The gridsize is [1,1] and the blocksize is [4, 4] for the kernel.
Because of this blocksize, I expected that this will activate 1 warp, while there are only 4*4=16 threads in one block, and 1 warp can run 32 threads. However, when I runned this code with ncu using the matrix sm__warps_active, it looks like this:

sm__warps_active.avg [warp] 34.46
sm__warps_active.max [warp] 2826
sm__warps_active.min [warp] 0
sm__warps_active.sum [warp] 2826

So now I am very confused. Why isn’t this shown as 1, instead of 2826?

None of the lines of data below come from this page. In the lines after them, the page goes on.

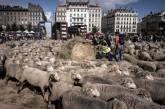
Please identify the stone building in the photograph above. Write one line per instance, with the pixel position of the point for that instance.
(21, 16)
(16, 14)
(79, 12)
(120, 20)
(153, 23)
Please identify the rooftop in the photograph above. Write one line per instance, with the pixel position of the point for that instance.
(121, 10)
(72, 2)
(10, 8)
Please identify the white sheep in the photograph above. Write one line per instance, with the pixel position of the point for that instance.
(37, 77)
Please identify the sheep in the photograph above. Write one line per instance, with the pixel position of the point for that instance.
(104, 89)
(56, 91)
(59, 88)
(160, 73)
(37, 77)
(110, 91)
(13, 69)
(134, 102)
(75, 100)
(122, 80)
(91, 79)
(155, 87)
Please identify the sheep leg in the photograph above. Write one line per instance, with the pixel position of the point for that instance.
(21, 87)
(43, 93)
(7, 79)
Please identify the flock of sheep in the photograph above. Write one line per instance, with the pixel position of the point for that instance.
(137, 82)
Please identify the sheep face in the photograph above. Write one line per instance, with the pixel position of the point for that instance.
(77, 78)
(144, 94)
(150, 77)
(94, 92)
(145, 75)
(50, 69)
(90, 90)
(53, 77)
(128, 82)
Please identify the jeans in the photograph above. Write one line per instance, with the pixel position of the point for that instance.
(119, 52)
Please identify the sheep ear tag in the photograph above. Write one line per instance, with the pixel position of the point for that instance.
(51, 78)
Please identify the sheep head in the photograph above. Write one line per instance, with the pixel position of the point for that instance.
(89, 90)
(145, 75)
(77, 78)
(128, 82)
(142, 93)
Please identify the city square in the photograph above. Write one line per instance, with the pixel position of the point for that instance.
(82, 54)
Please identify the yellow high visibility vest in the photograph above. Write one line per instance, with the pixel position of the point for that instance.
(105, 49)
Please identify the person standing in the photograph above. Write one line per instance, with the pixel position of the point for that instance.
(116, 40)
(121, 45)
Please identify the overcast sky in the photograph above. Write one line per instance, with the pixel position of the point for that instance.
(142, 6)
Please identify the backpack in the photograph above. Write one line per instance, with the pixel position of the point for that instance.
(121, 40)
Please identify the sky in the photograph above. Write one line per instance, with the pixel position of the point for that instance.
(143, 7)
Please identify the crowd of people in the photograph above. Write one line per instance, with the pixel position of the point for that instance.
(148, 38)
(14, 36)
(110, 47)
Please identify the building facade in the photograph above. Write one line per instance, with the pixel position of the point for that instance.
(153, 23)
(78, 12)
(10, 15)
(36, 14)
(120, 20)
(21, 16)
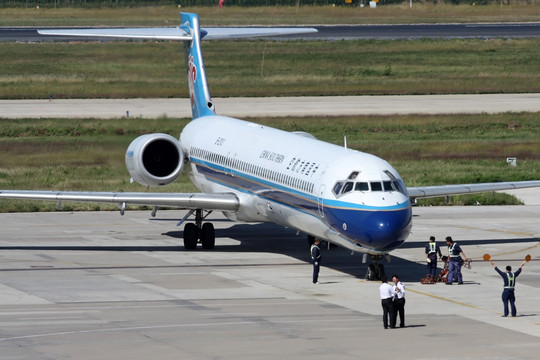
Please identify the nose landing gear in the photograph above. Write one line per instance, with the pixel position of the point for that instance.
(199, 232)
(375, 270)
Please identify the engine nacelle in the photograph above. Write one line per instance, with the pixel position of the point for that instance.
(155, 159)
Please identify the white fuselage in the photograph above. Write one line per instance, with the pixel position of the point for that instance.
(299, 182)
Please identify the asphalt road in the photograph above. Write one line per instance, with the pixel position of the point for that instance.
(349, 32)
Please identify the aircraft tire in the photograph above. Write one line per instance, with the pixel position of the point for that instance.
(370, 274)
(191, 236)
(208, 236)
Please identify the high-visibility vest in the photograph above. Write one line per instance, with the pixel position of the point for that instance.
(311, 251)
(451, 251)
(511, 281)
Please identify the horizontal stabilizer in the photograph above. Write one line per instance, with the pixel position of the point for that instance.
(248, 32)
(128, 33)
(178, 33)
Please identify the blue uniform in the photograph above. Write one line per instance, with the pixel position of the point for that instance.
(316, 259)
(454, 264)
(508, 295)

Thanks for your attention.

The metric is unfortunately not fully intuitive by just its name. If you inspect its description (e.g., through the Metric Details tool window), you will find it’s “cumulative # of warps in flight”. The “cumulative” (as in, “aggregated”) here refers to the elapsed cycles of the measurement. This means the metric counts the number of warps in flights, summed up over all elapsed cycles.

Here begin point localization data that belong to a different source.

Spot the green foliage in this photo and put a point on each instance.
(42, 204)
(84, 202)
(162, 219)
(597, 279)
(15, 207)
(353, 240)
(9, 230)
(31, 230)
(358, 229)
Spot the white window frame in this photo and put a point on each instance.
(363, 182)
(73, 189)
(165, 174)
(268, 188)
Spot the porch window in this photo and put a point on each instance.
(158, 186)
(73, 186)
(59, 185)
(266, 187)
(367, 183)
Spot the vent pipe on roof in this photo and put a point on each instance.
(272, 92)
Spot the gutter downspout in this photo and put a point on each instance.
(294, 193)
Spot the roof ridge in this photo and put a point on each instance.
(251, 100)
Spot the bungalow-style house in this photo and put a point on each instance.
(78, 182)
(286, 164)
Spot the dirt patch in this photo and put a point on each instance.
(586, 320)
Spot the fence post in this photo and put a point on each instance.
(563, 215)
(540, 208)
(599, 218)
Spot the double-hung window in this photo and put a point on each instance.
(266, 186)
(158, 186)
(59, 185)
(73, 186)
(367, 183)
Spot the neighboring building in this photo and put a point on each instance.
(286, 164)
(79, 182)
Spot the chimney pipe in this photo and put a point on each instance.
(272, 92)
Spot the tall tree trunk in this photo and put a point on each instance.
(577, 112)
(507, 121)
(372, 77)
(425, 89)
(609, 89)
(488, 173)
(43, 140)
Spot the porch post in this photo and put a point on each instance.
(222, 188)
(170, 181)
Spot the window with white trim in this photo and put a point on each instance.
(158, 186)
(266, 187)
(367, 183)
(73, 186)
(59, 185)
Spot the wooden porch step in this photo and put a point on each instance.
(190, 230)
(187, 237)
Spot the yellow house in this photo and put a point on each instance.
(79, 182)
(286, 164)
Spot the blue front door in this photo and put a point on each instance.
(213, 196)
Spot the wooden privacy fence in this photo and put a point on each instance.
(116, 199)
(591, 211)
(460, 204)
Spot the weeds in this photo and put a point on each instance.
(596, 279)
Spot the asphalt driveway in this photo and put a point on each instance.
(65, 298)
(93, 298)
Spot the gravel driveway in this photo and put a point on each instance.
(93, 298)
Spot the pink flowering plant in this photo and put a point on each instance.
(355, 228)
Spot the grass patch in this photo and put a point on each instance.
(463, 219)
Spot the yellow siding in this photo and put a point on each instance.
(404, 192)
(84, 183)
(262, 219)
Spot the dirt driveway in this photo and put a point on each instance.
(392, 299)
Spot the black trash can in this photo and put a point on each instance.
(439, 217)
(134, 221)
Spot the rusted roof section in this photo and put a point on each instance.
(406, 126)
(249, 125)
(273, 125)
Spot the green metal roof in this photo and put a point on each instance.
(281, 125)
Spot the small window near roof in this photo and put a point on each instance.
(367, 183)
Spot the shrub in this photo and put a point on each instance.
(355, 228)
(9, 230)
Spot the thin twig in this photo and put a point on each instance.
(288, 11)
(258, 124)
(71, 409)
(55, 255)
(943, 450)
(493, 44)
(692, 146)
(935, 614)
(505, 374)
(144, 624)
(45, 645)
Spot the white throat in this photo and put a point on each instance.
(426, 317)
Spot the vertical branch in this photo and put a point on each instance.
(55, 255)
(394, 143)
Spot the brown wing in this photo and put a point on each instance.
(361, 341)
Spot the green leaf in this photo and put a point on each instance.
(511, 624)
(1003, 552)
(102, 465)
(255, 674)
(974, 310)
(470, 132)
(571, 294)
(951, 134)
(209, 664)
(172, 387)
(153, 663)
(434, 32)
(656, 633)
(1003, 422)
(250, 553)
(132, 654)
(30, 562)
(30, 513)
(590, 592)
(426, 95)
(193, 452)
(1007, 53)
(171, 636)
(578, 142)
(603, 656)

As an example, if you have a kernel with a single warp (like in your case), the .max of this metric is expected to match the total active cycles (sm__cycles_active.max). I hope this clarifies the confusion.

The RTX 3090 has 82 SMs

sm__warps_active.avg [warp] 34.46
sm__warps_active.max [warp] 2826

sm__warps_active.avg is the “average” value on all SMs. The target grid is launching only 1 thread block so only 1 SM will have work.

34.46 * 82 = 2825.72

sm__warps_active.max is showing the highest value reported by all SMs.

Nsight Compute performs best if the workload fully saturates the GPU.